When developing a space’s aesthetic itself, Knight tries to work as closely as possible with his clients, ensuring that he understands and reflects their brand and voice through his interiors. “I like working this way because it keeps the focus on building stronger relationships – whether that’s between the client and myself or an owner and their brand – and also keeps me flexible and open to different aesthetics and appreciations. I think if you’re a good designer you should have the confidence to validate any aesthetic decisions and the insight to work with any medium.” Knight’s process begins with reducing the space to it’s purest possible geometry and then layering on materials and fittings to achieve a distinct atmosphere. “I think that process comes from an interest in still image and photography - editing a single view then establishing the next one more or less from scratch.”

 

Knight credits a 2011 visit to Swiss architect Peter Zumthor’s iconic hotel and spa complex Therme Vals with cementing both his aesthetic and his professional drive. “Given that the majority of the building is set into the hillside the experience has a strong sense of interiority and this also made clear to me how powerful materials can be when given due consideration. I decided to quit drinking and smoking while staying there and went for my ‘first’ run in the hamlets above the therme.
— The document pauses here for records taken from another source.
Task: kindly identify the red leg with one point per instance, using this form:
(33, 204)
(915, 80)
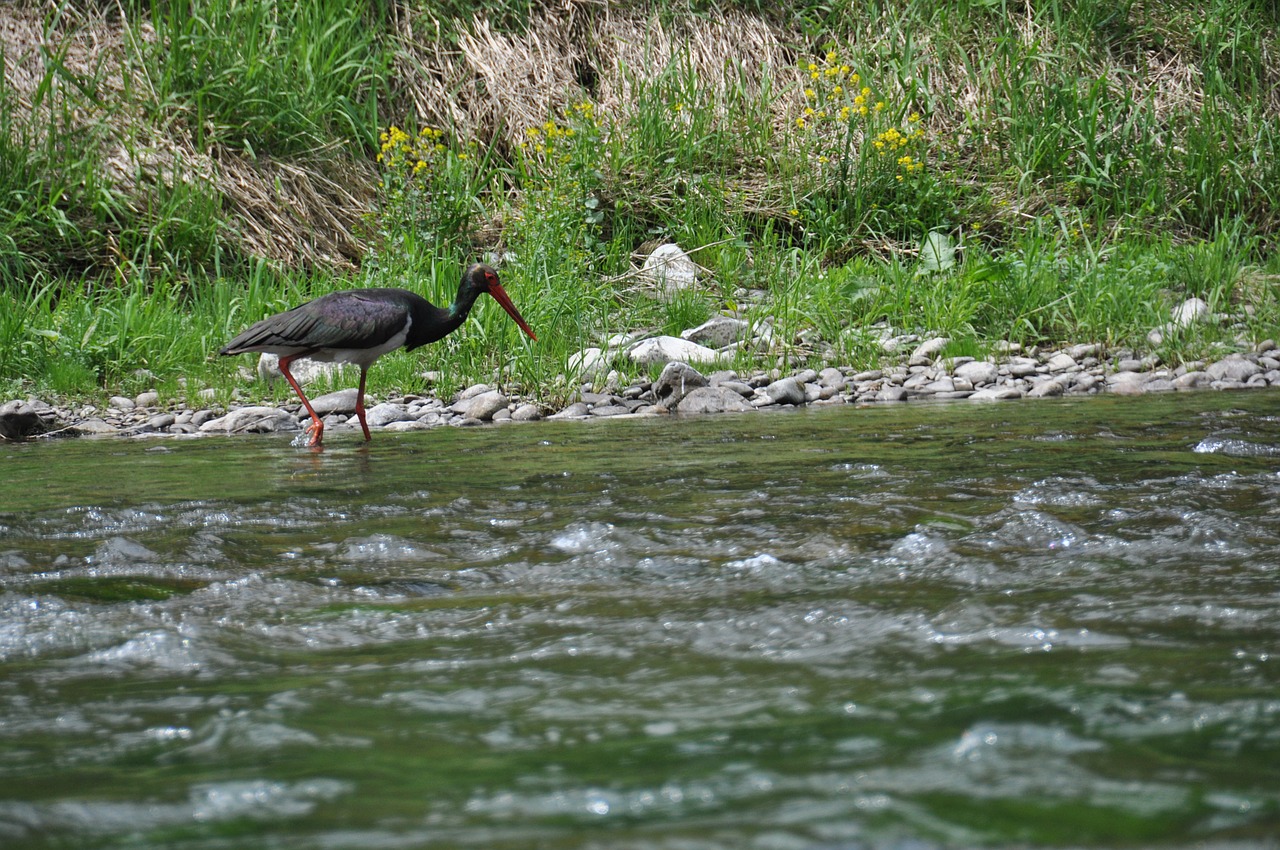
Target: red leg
(360, 405)
(316, 426)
Life changing decisions.”

 

2015 saw the launch of perhaps his best-known domestic project, the fitout of Lonely Lingerie’s Ponsonby store, which won gold at The Designers Institute of New Zealand’s Best Design Awards. “It was a dream project but it was also very interesting because creatively I feel it was very restrained, however, I think that restraint allowed us to concentrate on getting the details right.” Cool marble and aluminium fittings juxtaposed with the warmth and tactility of the salvaged timber floor to create a space that is by turn, romantic and restrained. “The layout and formal language of the store is very simple because of that we wanted the focus to be on the materials, product, and Lonely’s customer service. Also, I’m quite a prudent designer and because I was just starting out I felt I had to be cautious and not bite off more than I could chew.”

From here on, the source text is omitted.